OAK RIDGE, Tenn. — Prolific tarantula owner Nell Gibbons is reportedly withholding potentially important information from her roommate until she agrees not to make a big deal over whatever it may be, concerned sources confirmed.
“I just wanted to make sure she wasn’t going to overreact like she did last time. All she needs to do is agree to the, and I think everyone is on board with this, simple task of not blowing whatever it is I’m about to tell her out of proportion,” said Gibbons. “She doesn’t even know what I’m about to bring up! I could just want to discuss world affairs, or the French literature class she’s been taking — stuff like that!

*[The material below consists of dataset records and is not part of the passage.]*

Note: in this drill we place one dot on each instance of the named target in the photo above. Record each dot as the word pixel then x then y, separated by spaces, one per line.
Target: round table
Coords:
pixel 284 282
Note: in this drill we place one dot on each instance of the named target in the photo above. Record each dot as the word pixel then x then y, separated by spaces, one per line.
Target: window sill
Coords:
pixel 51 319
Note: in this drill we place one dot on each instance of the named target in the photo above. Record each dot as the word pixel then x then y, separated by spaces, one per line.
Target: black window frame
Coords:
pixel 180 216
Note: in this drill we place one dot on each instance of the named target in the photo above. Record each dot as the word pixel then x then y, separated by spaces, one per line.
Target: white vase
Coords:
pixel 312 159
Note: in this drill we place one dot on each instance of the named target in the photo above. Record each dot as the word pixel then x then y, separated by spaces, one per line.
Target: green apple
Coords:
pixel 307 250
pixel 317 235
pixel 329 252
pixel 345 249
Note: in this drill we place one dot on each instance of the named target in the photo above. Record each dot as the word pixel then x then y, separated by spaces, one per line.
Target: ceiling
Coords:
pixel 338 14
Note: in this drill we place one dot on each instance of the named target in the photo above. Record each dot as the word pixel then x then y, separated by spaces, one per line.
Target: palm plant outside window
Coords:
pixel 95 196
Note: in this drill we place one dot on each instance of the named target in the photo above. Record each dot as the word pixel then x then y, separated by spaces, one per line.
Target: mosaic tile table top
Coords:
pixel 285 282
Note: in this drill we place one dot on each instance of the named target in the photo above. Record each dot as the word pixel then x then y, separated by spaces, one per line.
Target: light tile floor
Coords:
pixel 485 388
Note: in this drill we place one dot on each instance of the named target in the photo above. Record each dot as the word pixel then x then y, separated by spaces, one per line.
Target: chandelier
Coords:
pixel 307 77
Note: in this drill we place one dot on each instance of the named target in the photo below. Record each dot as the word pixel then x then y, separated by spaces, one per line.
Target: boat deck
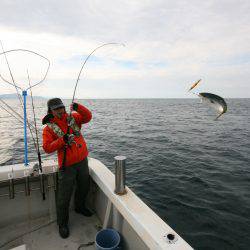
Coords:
pixel 43 234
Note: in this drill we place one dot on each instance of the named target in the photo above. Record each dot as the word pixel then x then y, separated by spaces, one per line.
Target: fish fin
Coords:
pixel 219 116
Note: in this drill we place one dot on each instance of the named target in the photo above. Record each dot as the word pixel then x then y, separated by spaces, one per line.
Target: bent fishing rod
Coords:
pixel 73 98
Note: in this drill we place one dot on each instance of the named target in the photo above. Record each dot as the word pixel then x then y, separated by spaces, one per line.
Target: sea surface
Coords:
pixel 193 171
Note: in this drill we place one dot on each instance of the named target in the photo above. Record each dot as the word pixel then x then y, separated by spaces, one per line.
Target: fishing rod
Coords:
pixel 37 143
pixel 73 98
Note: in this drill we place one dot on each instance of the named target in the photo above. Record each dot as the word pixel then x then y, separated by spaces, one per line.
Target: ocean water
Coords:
pixel 194 172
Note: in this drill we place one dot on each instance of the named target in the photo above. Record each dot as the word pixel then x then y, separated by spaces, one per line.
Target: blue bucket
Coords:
pixel 107 239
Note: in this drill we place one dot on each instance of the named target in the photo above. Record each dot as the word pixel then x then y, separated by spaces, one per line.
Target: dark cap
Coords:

She knows there’s only one way to find out, and I hope she agrees to my terms soon, because frankly the matter, whatever it may be, is getting more pressing by the second.”

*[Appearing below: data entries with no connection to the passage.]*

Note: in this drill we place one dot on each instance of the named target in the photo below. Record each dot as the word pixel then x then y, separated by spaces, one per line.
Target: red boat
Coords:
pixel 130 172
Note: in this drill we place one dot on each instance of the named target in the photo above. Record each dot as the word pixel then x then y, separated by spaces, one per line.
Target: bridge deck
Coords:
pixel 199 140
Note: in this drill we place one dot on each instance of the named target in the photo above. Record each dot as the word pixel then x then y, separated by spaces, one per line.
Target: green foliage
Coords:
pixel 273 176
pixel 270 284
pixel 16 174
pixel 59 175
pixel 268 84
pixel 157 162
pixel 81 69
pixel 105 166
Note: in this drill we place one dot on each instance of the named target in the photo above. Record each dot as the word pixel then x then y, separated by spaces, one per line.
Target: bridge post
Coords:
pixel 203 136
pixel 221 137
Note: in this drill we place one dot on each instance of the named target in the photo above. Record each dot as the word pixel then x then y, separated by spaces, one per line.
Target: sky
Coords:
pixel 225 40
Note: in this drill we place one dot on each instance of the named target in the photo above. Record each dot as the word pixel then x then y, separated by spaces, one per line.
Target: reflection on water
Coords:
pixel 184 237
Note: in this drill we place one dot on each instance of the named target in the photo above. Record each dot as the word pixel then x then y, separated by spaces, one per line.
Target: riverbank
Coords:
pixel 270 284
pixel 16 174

Gibbons’ roommate was understandably skittish, and expressed grave concern over the conversation’s possibilities.
“I just know she’s going to tell me something awful about those horrible beasts, I just know it. Why would she make me say I wouldn’t freak out, if what she was going to say wasn’t one hundred percent worth freaking out over? I don’t know why I let her bring those things into the apartment,” lamented long-suffering roommate Vivian Westerneck. “Ugh, it’s the not knowing that really drives me up the wall. Should I just agree and get it over with? I swear, I’m just gonna fumigate this whole place without telling her one day.”

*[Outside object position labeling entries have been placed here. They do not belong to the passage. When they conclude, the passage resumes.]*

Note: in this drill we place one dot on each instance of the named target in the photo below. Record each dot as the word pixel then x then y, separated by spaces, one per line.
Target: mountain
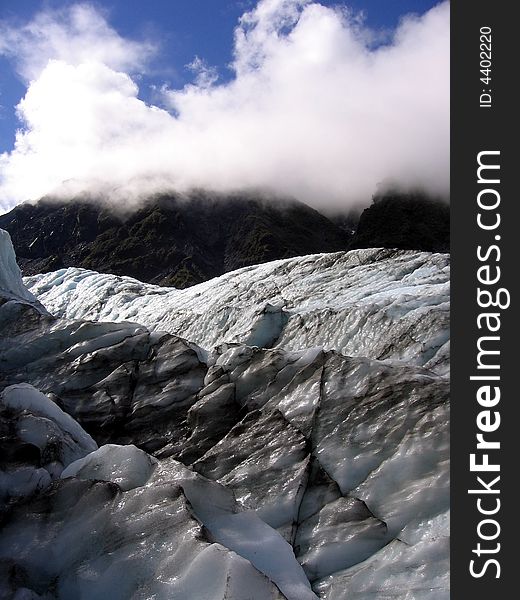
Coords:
pixel 170 240
pixel 179 242
pixel 404 221
pixel 136 463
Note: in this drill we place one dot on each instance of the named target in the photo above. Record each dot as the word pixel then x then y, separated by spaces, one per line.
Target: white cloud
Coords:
pixel 313 110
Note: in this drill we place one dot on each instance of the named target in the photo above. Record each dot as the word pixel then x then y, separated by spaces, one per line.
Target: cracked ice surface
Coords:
pixel 383 304
pixel 233 473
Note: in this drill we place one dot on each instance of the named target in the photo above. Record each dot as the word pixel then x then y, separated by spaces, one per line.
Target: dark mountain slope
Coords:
pixel 406 222
pixel 170 241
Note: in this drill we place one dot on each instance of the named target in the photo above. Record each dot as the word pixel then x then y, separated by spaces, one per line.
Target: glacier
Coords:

Professional animal wrangler Warren Ulkins, who just happened to be passing through he swears, was also part of the story.
“I had just been in the neighborhood, and just thought I’d pop by this particular residence, for nothing in particular. Ms. Gibbons and I hadn’t spoken on the phone or anything like that, and if we had, her speech would definitely not have been frantic and spider-based,” said Kramer. “You know, just a classic knock on the door ‘what’s the vermin situation if any?’ type of visit for me. Then, if there happens to be a swarm of something, or if something needs capturing and tranquilizing, I’m there. If not, no big deal, I’m already on my way to the next non-distress call.”
According to eyewitnesses, Westerneck’s relief that the discussion was not about her roommates’ tarantulas was short-lived after learning the news in question was a powerline fell through her bedroom ceiling, letting a large family of flesh-eating buzzards in.